From an interview by Beverly Bell
In Haiti, the majority of the people working the land are women. Not only are they there during planting, weeding and harvesting, but they also play a role in transforming and marketing food products. They’re involved in the entire agricultural production process. This is why we call women the poto mitan, central pillar, of the country.
When a family is dispossessed of its land, women are victims. Rural women are the first to feel the pain. Ways that land theft and expulsions are affecting them need to be put on the table so the impacted women can be made a priority. There needs to be social, educational, technical, and economic support, and a lot of community organizing. The world needs to see what women suffer under land grabs and the neoliberal policies behind them.
No Land Rights for Women
Our constitution very clearly says that those who work the land have the rights to the land, but this has never been the reality. Haiti’s poor continue to be victims of land expropriation for the profit of others, which give a tiny minority rights over the riches of this country.
Today multinational corporations and other interests are taking cultivable land that used to produce food, and giving it to industries to make textile factories or other businesses that have nothing to do with food production - and in a country that is experiencing so much hunger.
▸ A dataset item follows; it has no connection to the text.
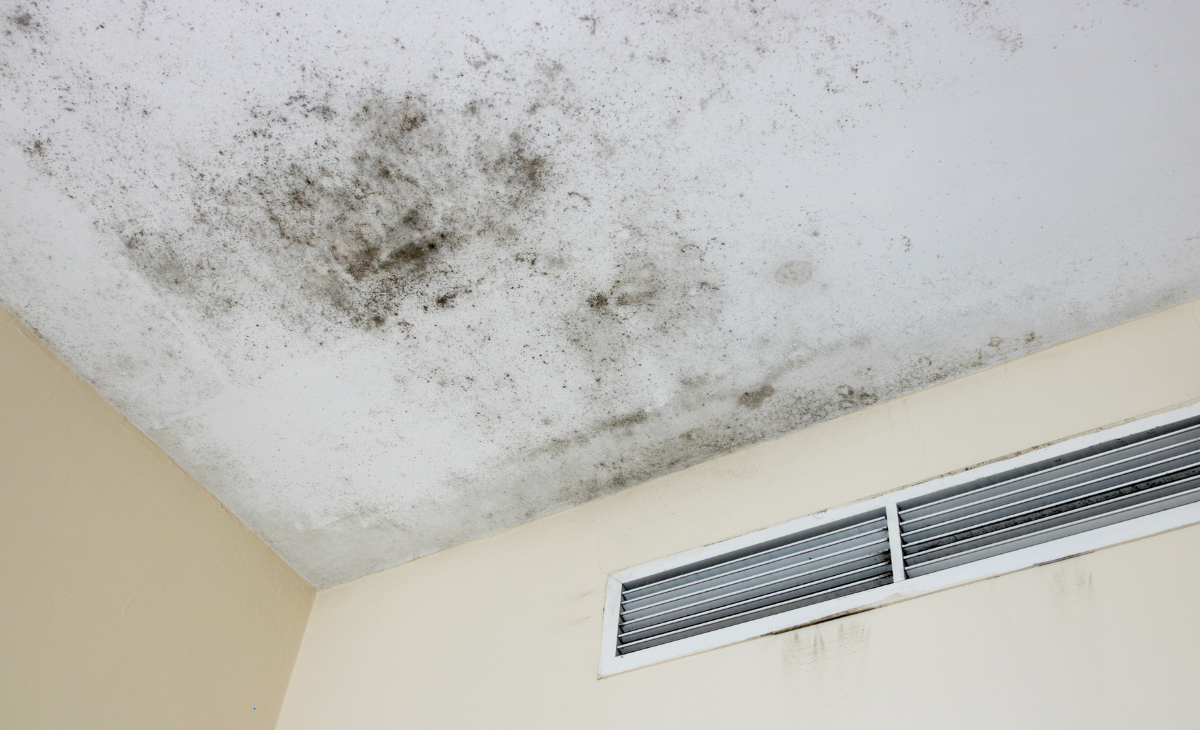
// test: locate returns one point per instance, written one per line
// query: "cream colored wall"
(129, 597)
(504, 632)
Those who are running the country profit, too. Elite landowners, who don’t even live in the country, own many thousands of hectares of land. The [Catholic] church, too is one of the institutions that owns a lot of land historically, and [rarely] does anything with it.
The problems around land ownership, occupation, and expropriation of land for the profit of multinational corporations - with the complicity of the government of Haiti - are especially grave for women. This isn’t anything new. These issues have always existed for peasant families, but it is taking on new dimensions. We see women – who already lacked access to and control of land, and who didn’t have control over production in economic terms – suffering even more.
Consequences of Land Grabs on Women
Even though a woman doesn’t hold the title to property - it’s rare to find one who has a title - she will work the land that her husband owns. She lives with, supports, and collaborates with the [husband or father’s] family to make sure that she and her children can eat, that her children can go to school, that she can pay for their health needs, for everything. All this is because in Haiti the population is mainly on its own; the state doesn’t provide any basic social services. The social services that had been there, even though they were minimal, have disappeared for the profit of neoliberal politics that have been applied in the country over the last 20 to 25 years.